Providing protection in space
On October 4, 1957, a great chapter in the age of space travel began with the launch of the Soviet satellite Sputnik 1. However, the first artificial Earth satellite's mission was a short one. At that time, batteries were used to power the satellite. These lasted for only 21 days, and after 92 days in orbit, Sputnik 1 burned up in the atmosphere.
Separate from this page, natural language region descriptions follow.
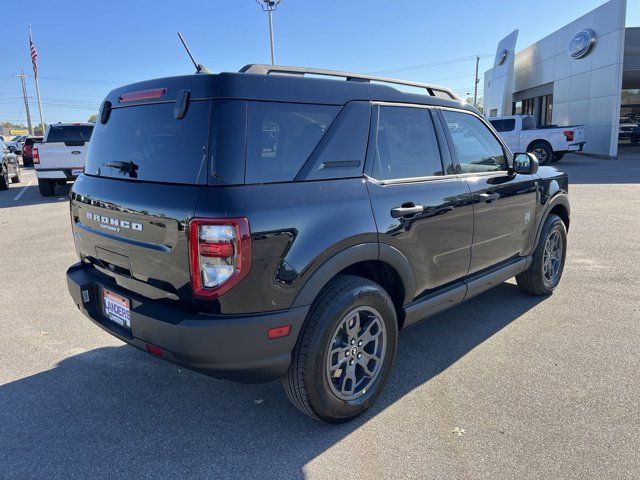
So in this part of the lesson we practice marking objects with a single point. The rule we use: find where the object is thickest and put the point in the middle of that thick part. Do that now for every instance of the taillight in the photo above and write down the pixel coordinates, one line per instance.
(220, 255)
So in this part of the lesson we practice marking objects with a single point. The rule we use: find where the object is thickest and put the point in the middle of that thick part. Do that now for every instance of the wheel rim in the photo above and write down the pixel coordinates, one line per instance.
(552, 258)
(541, 154)
(356, 353)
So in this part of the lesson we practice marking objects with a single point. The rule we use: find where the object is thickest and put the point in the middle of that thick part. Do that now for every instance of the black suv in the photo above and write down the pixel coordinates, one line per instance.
(272, 223)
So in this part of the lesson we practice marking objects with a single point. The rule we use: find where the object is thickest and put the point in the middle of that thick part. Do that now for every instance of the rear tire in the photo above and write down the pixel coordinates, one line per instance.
(345, 351)
(542, 151)
(47, 187)
(545, 272)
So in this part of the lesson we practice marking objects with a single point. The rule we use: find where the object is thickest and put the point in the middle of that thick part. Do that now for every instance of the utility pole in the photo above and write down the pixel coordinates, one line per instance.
(270, 6)
(475, 86)
(22, 76)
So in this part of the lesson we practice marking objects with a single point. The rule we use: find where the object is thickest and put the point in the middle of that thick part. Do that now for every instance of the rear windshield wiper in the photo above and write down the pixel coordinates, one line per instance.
(128, 168)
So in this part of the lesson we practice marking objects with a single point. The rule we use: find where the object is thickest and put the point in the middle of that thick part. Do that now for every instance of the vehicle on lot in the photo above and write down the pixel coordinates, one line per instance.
(16, 143)
(272, 224)
(61, 155)
(9, 167)
(548, 143)
(627, 126)
(27, 150)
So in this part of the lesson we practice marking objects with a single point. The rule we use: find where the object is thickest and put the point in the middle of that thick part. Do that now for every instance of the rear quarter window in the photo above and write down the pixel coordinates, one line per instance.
(281, 137)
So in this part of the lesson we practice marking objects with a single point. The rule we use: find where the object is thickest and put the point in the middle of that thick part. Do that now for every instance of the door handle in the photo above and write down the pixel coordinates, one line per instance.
(406, 210)
(489, 197)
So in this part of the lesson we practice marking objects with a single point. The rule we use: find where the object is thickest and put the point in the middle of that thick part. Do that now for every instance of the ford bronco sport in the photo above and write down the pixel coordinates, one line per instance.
(273, 224)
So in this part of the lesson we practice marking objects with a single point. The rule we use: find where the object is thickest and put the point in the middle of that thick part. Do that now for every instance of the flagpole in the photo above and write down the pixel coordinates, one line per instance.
(35, 76)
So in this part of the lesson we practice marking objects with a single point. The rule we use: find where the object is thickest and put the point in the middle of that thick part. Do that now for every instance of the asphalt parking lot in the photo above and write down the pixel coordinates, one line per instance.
(505, 386)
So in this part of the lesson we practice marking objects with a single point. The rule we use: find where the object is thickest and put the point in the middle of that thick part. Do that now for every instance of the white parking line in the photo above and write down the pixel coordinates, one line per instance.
(21, 192)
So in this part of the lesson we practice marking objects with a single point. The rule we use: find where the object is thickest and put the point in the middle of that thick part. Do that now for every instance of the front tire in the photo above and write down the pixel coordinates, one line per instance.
(345, 351)
(46, 187)
(542, 151)
(544, 274)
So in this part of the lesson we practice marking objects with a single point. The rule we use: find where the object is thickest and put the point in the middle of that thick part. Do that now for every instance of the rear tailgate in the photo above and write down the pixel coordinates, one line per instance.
(65, 147)
(145, 172)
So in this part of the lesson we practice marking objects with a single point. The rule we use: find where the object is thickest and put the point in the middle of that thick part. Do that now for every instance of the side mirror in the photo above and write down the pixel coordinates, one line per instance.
(525, 163)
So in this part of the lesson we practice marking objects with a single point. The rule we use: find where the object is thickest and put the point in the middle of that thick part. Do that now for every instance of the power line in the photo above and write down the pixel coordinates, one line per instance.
(434, 64)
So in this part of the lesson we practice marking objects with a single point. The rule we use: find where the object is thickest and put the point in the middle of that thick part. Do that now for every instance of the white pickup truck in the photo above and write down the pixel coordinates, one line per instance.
(548, 143)
(61, 155)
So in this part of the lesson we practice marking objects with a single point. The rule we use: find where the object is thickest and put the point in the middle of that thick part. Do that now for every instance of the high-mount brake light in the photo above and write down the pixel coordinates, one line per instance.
(219, 255)
(142, 95)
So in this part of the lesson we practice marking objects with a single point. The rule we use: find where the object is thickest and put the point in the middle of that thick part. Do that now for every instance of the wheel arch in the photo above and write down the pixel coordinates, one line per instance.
(540, 140)
(557, 205)
(380, 263)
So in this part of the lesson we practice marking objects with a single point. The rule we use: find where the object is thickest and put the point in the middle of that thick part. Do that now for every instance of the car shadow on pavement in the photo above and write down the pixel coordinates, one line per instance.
(588, 170)
(119, 412)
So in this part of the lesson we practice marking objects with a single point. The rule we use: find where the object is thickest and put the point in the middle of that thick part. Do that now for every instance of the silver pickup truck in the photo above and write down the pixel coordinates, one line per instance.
(548, 143)
(60, 157)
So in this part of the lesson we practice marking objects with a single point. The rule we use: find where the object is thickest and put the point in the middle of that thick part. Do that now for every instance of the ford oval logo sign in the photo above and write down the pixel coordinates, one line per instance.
(581, 43)
(501, 57)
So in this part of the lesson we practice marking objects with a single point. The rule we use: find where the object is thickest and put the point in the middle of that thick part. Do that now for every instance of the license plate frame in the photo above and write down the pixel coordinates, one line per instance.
(116, 308)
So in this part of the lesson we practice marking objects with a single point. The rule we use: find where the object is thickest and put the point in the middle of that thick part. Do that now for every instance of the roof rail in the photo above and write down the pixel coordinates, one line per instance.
(433, 90)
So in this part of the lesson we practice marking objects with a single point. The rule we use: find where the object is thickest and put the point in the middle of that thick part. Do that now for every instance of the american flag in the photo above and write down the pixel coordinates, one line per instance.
(34, 55)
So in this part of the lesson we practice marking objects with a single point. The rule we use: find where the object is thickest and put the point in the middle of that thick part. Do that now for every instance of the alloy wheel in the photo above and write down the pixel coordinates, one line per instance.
(356, 353)
(552, 258)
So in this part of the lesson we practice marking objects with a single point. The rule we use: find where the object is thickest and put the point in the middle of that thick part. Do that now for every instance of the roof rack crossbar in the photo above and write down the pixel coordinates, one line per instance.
(349, 76)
At that point, the race for technical superiority in space began. Shortly thereafter, satellites were equipped with solar cells in addition to batteries. The goal of the built-in solar cell was to supply satellites with electricity for the duration of their missions with power obtained from solar radiation in orbit. This addition significantly reduced battery mass and substantially extended mission duration. Of the approximately 4,900 active satellites orbiting the Earth by the end of 2021, nearly every satellite relies on solar cells to provide a reliable power supply.
Another challenge for satellites in space is wear and tear. Space is a hostile environment, with extreme low and high temperatures and enormous temperature changes. Additionally, missions face pressures from the vacuum atmosphere, and high doses of electromagnetic and charged particle radiation from the Sun and other stars outside our solar system. These are extremely stressful for materials.
In order to withstand the challenging environmental conditions of space, materials require suitable protection. In order to function, the solar cells that equip satellites rely on the long-term protection provided by covering solar cells with glass.